By the Court.Sec. 450.11 (2), Stats., construed; the court refrains from deciding whether the section as so construed is unconstitutional since the petitioners' federal claims have been specifically reserved for determination in the federal district court.
NOTES
[1] Baird v. Lynch (D. C. Wis. 1974), 390 Fed. Supp. 740.
[2] Cohen v. California (1971), 403 U.S. 15, 91 Sup. Ct. 1780, 29 L. Ed. 2d 284; Tinker v. Des Moines Independent Community School Dist. (1969), 393 U.S. 503, 89 Sup. Ct. 733, 21 L. Ed. 2d 731.
[3] Roe v. Wade (1973), 410 U.S. 113, 93 Sup. Ct. 705, 35 L. Ed. 2d 147; Eisenstadt v. Baird (1972), 405 U.S. 438, 92 Sup. Ct. 1029, 31 L. Ed. 2d 349; Griswold v. Connecticut (1965), 381 U.S. 479, 85 Sup. Ct. 1678, 14 L. Ed. 2d 510.
[4] Curtis v. Loether (1974), 415 U.S. 189, 192, 94 Sup. Ct. 1005, 39 L. Ed. 2d 260; United States v. Thirty-Seven Photographs (1971), 402 U.S. 363, 368, 369, 91 Sup. Ct. 1400, 28 L. Ed. 2d 822, and cases there cited; United States v. Rumely (1953), 345 U.S. 41, 46, 73 Sup. Ct. 543, 97 L. Ed. 770, and cases there cited; Madison Metropolitan Sewerage Dist. v. Stein (1970), 47 Wis. 2d 349, 357, 177 N.W.2d 131; Chicago & N. W. Ry. v. Public Service Comm. (1969), 43 Wis. 2d 570, 577, 578, 169 N.W.2d 65; Gelencser v. Industrial Comm. (1966), 31 Wis. 2d 62, 66, 141 N.W.2d 898.
[5] Population Services International v. Wilson (D. C. N. Y. 1975), 398 Fed. Supp. 321, 337.
[6] See: Bigelow v. Virginia (1975), 421 U.S. 809, 95 Sup. Ct. 2222, 2232, 44 L. Ed. 2d 600.
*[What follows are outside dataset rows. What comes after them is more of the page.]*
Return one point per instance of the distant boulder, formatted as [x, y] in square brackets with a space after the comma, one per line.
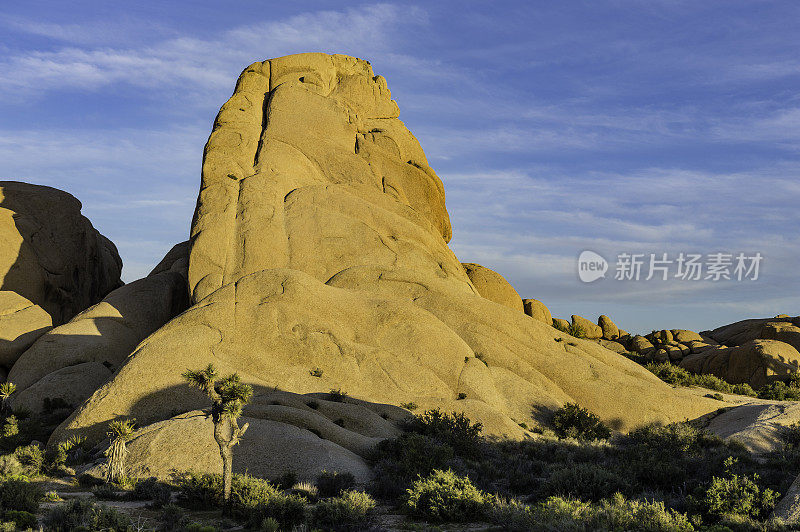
[493, 286]
[537, 310]
[590, 330]
[609, 328]
[50, 254]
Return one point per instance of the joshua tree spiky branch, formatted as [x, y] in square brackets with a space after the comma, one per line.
[228, 397]
[120, 432]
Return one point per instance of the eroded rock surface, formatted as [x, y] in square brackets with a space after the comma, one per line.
[320, 243]
[50, 254]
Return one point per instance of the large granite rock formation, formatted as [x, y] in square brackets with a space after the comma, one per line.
[50, 254]
[320, 243]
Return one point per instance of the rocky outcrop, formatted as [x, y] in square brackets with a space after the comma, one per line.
[73, 360]
[590, 330]
[493, 286]
[50, 254]
[21, 323]
[608, 327]
[537, 310]
[756, 362]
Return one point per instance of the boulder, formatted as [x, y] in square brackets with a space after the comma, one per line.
[537, 310]
[784, 332]
[610, 330]
[683, 336]
[756, 362]
[739, 332]
[21, 323]
[104, 334]
[50, 254]
[613, 346]
[176, 259]
[319, 261]
[493, 286]
[561, 324]
[590, 330]
[662, 337]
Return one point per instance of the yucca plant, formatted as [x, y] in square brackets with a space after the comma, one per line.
[6, 390]
[228, 396]
[119, 431]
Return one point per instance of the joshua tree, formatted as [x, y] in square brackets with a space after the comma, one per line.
[6, 390]
[228, 397]
[120, 432]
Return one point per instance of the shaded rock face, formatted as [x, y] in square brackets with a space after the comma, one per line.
[756, 362]
[50, 254]
[320, 242]
[96, 342]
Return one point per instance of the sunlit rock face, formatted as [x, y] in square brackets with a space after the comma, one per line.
[50, 254]
[320, 242]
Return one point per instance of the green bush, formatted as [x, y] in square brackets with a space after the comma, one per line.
[332, 483]
[454, 429]
[577, 331]
[616, 513]
[17, 494]
[349, 510]
[445, 496]
[738, 495]
[172, 518]
[584, 481]
[105, 492]
[199, 491]
[779, 391]
[572, 421]
[22, 520]
[152, 490]
[82, 514]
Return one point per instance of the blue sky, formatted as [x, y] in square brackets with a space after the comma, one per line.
[658, 126]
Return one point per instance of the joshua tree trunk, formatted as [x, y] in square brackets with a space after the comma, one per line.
[226, 443]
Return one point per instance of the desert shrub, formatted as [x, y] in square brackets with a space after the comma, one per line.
[349, 510]
[307, 490]
[332, 483]
[399, 461]
[10, 466]
[17, 494]
[572, 421]
[445, 496]
[172, 518]
[737, 494]
[199, 491]
[673, 440]
[286, 480]
[584, 481]
[288, 510]
[152, 490]
[456, 430]
[32, 457]
[82, 514]
[22, 520]
[779, 391]
[105, 492]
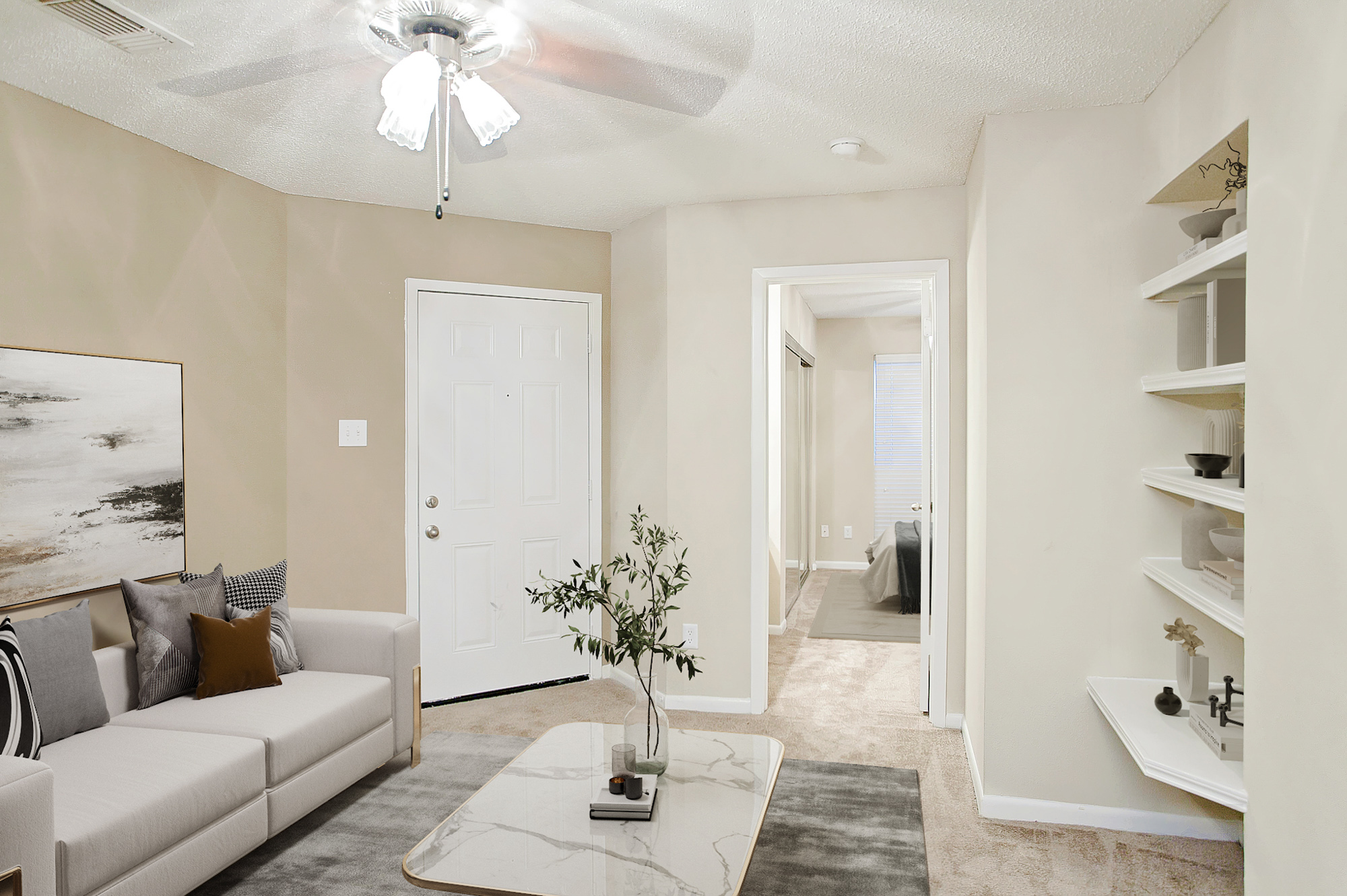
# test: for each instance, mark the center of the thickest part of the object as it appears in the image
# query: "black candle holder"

[7] Population Services International v. Wilson, supra, footnote 5, at page 337.
[8] We note that a bill, S. 368, has now been passed by both the state assembly and the state senate and is awaiting review and approval by the governor. This bill repeals and recreates sec. 450.11 of the statutes. In addition to deleting the definition of abortion and contraception devices as "indecent articles" and deleting the ban under sec. 450.11 (4) of the sale of contraceptives to unmarried persons (declared unconstitutional in Baird v. Lynch, supra, footnote 1), the bill forbids exhibition and display of abortion devices outrightly, but changes the statute to forbid exhibition and display of contraceptives only "for commercial purposes."
[9] Supra, footnote 6.
[10] Supra, footnote 5.
[11] England v. Louisiana State Board of Medical Examiners (1964), 375 U.S. 411, 84 Sup. Ct. 461, 11 L. Ed. 2d 440.